About Parallel Data Loading

A newer version of this documentation is available. Use the version menu above to view the most up-to-date release of the Greenplum 6.x documentation.

About Parallel Data Loading

This topic provides a short introduction to Greenplum Database data loading features.

In a large scale, multi-terabyte data warehouse, large amounts of data must be loaded within a relatively small maintenance window. Greenplum supports fast, parallel data loading with its external tables feature. Administrators can also load external tables in single row error isolation mode to filter bad rows into a separate error log while continuing to load properly formatted rows. Administrators can specify an error threshold for a load operation to control how many improperly formatted rows cause Greenplum to abort the load operation.
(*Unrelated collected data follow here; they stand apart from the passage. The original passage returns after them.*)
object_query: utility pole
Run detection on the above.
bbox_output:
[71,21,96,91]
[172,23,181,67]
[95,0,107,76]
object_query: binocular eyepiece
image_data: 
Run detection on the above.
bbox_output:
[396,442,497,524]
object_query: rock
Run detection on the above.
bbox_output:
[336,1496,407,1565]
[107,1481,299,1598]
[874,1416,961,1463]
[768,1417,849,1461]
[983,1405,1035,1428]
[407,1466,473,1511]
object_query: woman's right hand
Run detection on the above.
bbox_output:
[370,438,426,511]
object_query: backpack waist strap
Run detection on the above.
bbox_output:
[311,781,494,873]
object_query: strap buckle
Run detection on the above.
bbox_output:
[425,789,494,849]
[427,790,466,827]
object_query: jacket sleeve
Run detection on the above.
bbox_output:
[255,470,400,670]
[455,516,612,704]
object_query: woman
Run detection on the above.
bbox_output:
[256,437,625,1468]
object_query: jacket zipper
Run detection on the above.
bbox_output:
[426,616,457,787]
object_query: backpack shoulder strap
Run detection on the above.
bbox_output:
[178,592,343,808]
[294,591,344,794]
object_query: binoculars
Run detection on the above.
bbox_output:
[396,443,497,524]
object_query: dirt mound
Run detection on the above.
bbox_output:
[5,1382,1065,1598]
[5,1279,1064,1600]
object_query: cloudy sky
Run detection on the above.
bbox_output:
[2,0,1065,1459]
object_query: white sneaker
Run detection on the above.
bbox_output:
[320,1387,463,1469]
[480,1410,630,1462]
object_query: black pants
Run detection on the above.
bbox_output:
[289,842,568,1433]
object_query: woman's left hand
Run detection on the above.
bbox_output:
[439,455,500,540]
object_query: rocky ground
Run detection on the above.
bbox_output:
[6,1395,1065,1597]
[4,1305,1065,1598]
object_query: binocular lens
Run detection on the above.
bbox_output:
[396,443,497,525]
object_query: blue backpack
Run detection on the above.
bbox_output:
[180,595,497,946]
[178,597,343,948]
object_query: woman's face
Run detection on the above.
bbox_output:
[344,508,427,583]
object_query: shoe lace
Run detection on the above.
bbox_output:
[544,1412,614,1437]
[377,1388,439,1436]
By using external tables in conjunction with Greenplum Database's parallel file server (gpfdist), administrators can achieve maximum parallelism and load bandwidth from their Greenplum Database system.

Figure 1. External Tables Using Greenplum Parallel File Server (gpfdist)

Another Greenplum utility, gpload, runs a load task that you specify in a YAML-formatted control file. You describe the source data locations, format, transformations required, participating hosts, database destinations, and other particulars in the control file and gpload executes the load. This allows you to describe a complex task and execute it in a controlled, repeatable fashion.